W sobotę wszystko rozpoczęło się po myśli gospodarzy. Wygrali pierwszą partię, w drugiej mieli piłkę setową. Na szczęście wtedy klasę pokazał Dawid Murek i po dramatycznej końcówce lepsi okazali się Polacy. Decydująca okazała się trzecia odsłona. Od stanu 11:11 nastąpił ekspresowy "odjazd" podopiecznych Gościniaka, który podłamał Japończyków. W czwartym secie zanosiło się na kolejną emocjonującą końcówkę (było po 20), na szczęście obyło się bez niej.
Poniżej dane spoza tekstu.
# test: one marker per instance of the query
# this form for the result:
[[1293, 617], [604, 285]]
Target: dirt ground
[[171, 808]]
Wczorajszy mecz rozpoczął się z kolei bardzo dobrze dla nas. Łatwo wygrany pierwszy set dał nadzieję na równie łatwe zwycięstwo w całym meczu. Niesieni dopingiem kibiców gospodarze nie poddali się jednak. W drugiej partii wykorzystali rozluźnienie Polaków i objęli prowadzenie 20:12. Gdy nasi doprowadzili do remisu 24:24, wydawało się, że muszą rozstrzygnąć seta na swoją korzyść. Nic z tego. Dramatyczna była też kolejna partia. Polska prowadziła 24:21, miała wszystkie atuty w ręku, ale po chwili było 25:24 dla przeciwników. Rozpoczęło się widowisko nie dla sercowców. Jedni i drudzy świetne zagrania przeplatali prostymi błędami, mylili się sędziowie, na szczęście w końcówce górę wzięło doświadczenie Polaków.
Po złym w naszym wykonaniu czwartym secie o wyniku decydował tie break. Przy stanie 4:3 dla gospodarzy na zagrywce stanął Świderski i dał prawdziwy pokaz, siejąc zniszczenie po drugiej stronie siatki. Do jego poziomu dorównali koledzy, stąd łatwe i zdecydowane zwycięstwo Polaków.

Japonia - Polska 1:3 (25:22, 27:29, 16:25, 22:25) i 2:3 (21:25, 30:28, 32:34, 25:23, 7:17). Polska: Zagumny, Gruszka, Gołaś, Szczerbaniuk, Murek, Świderski, Ruciak (l) oraz Gabrych, Bąkiewicz (sobota); Zagumny, Gruszka, Kadziewicz, Gołaś, Gabrych, Murek, Ruciak (libero) oraz Stelmach, Bąkiewicz, Świderski (niedziela).